China joins top ten for international patents
[BEIJING] China is, for the first time, among the top ten countries filing international patents with the World Intellectual Property Organization (WIPO).
WIPO announced on 3 February that China last year filed 2,452 patents with its Patent Cooperation Treaty, which allows inventors to use a single registration to seek patents in many countries simultaneously.
This is a 44 per cent increase on 2004, and means China has overtaken Australia, Canada and Italy to become the tenth biggest user of the treaty, adopted in 2000.

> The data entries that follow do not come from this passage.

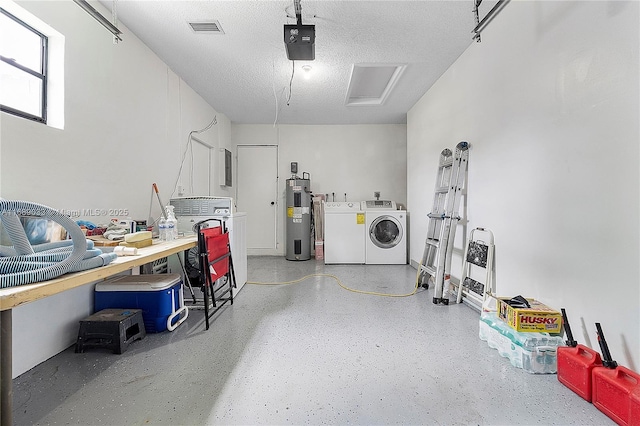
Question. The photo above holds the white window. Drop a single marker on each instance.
(23, 69)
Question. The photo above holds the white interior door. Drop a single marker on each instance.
(257, 195)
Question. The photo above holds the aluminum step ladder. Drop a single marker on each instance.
(477, 261)
(443, 221)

Since joining the World Trade Organisation (WTO) in December 2001, there has been mounting pressure on Chinese companies to file international patents, says Sun Guorui, a professor of intellectual property law at Beihang University in Beijing.
He says that this, together with China's rapid growth in research and development, could explain the increase in international patents reported by WIPO.

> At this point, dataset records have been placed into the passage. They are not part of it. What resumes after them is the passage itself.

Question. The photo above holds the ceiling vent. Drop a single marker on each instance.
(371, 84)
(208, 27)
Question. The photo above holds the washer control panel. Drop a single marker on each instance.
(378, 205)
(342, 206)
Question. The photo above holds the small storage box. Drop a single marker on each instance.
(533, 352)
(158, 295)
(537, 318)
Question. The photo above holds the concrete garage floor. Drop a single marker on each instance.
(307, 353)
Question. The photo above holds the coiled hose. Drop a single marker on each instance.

China is the world's largest producer of DVD players, and under WTO rules has agreed to pay royalties worth 23 billion yuan (US$2.9 billion) to the holders of relevant international patents — such as Dutch multinational Philips Electronics and Japan's Sony.
"These fees for DVDs and other products have forced Chinese businesses to be more conscious of the importance of international patent filing," says Sun.

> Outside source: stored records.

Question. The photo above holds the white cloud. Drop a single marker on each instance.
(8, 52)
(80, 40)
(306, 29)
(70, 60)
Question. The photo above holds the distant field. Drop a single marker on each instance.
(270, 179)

In 2005, the total number of patents filed with WIPO's Patent Cooperation Treaty exceeded 134,000, representing a 9.4 per cent increase over 2004.
The number of patents filed by developing countries grew by 20 per cent between 2004 and 2005, and now represent 6.7 per cent of the total.
Leading this growth are China (with 2,452 patents in 2005), India (648), South Africa (336), Brazil (283) and Mexico (136).
China's State Intellectual Property Office says it received more than 476,000 patent applications in 2005, an increase of nearly 35 per cent over 2004.